Using the back of her Jesus sandal, Louisa pushed off the picnic table. “We’ve been on commercial jets, Mom.” She signaled to Wiley that she was ready.
“Not an open airplane, not a plane where you could stick your arm out of the cockpit and rest the other on a yoke.”
Reaching for Louisa’s frail shoulder, Virgie attempted to give her a squeeze, but her daughter ducked away. Virgie followed her to the plane. “Looking down on the island, Lou, I realized how infinitely big life can be, if we want it to be. Sometimes our small little lives don’t seem to add up to anything, but what I realized flying up there is that it does matter. Every one of our actions on earth matters.”

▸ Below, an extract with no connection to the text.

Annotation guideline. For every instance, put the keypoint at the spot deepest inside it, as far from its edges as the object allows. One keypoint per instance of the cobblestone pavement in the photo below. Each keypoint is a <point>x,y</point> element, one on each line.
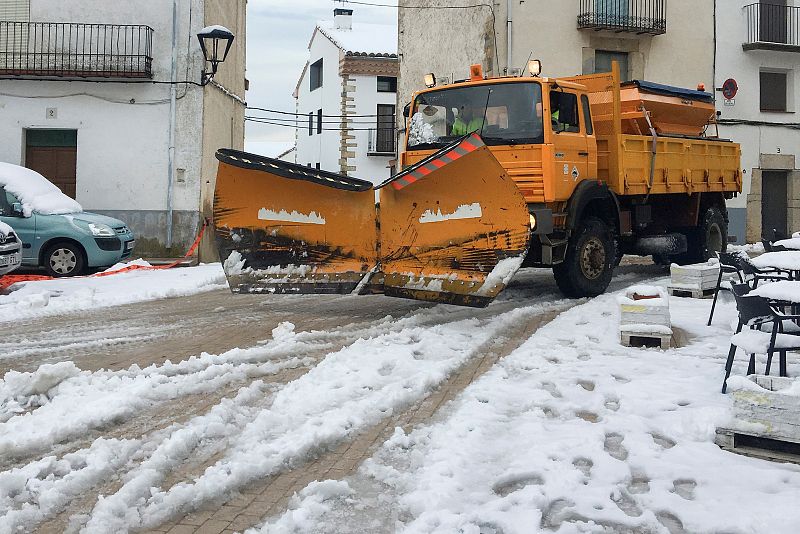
<point>214,322</point>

Virgie thought of how she was helping Pamela and James, and how happy Betsy made him. She thought of Louisa working at the bookstore, and how important it was that she was working, and Aggie’s new friend, a Negro whose skin color didn’t separate the two girls, even if headlines separated white and Black children each day. That was what she’d decided up in that plane: that the most important thing she could do in this lifetime was to accept people as they are. Maybe these were small symbols of change, but she wanted to believe they mattered.
Before climbing up to the seat in front of Wiley, Louisa turned and said, “You sound like the lady with the signs at the Seventy-Second Street subway stop, Mom.”